Wide range of measures makes it harder to see the big picture
The net loss to households after the budget is 1.5% but more time is needed to work out the overall impact
The best indication that we can obtain at present suggests that about 40 per cent of these young people are in households that are in the bottom 30 per cent of the household income distribution.
The consequences for these individuals in low income households – whether as independent households or in a low income family – seem likely to be more severe than those for the young unemployed living in households with above average incomes.
Next year will see further action on the restructuring of support for housing costs, with a move, on a pilot basis, towards a new Housing Assistance Payment.
This is designed to address the disincentive effects of the current Rent and Mortgage Supplement scheme, identified clearly in earlier work by the ESRI and others. The task is a difficult one, needing to balance concerns about incentives, adequacy of the support, and cost. Close monitoring of this new scheme will be required to arrive at an optimal design and implementation.

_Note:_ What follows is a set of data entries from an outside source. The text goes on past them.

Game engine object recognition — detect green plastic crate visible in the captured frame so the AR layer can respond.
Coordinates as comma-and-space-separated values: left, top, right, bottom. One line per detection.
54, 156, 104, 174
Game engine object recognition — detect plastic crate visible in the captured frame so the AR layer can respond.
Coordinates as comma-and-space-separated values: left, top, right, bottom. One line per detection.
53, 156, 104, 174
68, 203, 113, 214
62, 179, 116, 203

On the taxation side, there are three measures in this budget that can be expected to have a broadly progressive impact. The first is the set of restrictions on tax relief for high-valued pensions, which are strongly associated with high incomes. The second is the increase in Dirt, as such evidence as is available suggests that high-income households have a large share of total bank deposits, and low income households rather little.

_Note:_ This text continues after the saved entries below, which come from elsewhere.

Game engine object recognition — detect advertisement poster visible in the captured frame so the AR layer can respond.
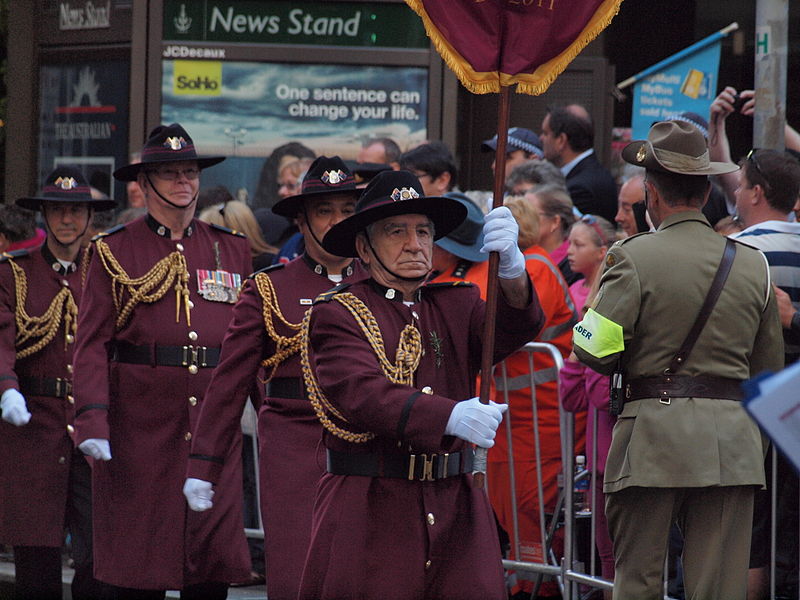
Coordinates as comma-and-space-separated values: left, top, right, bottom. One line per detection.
38, 60, 130, 201
631, 39, 722, 140
160, 59, 428, 202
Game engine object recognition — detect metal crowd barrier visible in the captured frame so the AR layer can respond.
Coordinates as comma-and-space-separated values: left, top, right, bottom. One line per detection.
492, 341, 611, 599
241, 399, 265, 540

A new CSO Survey on Household Finance and Consumption is currently under way. Statistical results based on the anonymised data from this survey are expected next year, and will help to shed light on these issues.
The third element is the restriction on tax relief for health insurance premiums – something which we will investigate in future work.
By contrast, the move to a property tax on a full-year basis is likely to be regressive, bearing somewhat more heavily on low income groups, as few households appear to be taking up the deferral option, and deferral itself does no more than shift the tax liability to a future year.
Several positive features of the implementation of the property tax might also be noted; here we mention two. The property tax did bring in substantial revenue in its first (half) year of operation, despite earlier concerns about this issue. Furthermore, the provision of multiple payment options, including direct payments from pay packets, has made budgeting for the tax much easier than the much unloved rates system, with its two large payments per year.
We expect to provide a more detailed analysis before the end of the year. Based on the evidence available today, I would anticipate that the broad result will not be far from losses which are equal in percentage terms across the income distribution, though with considerable variation between households at the same income levels.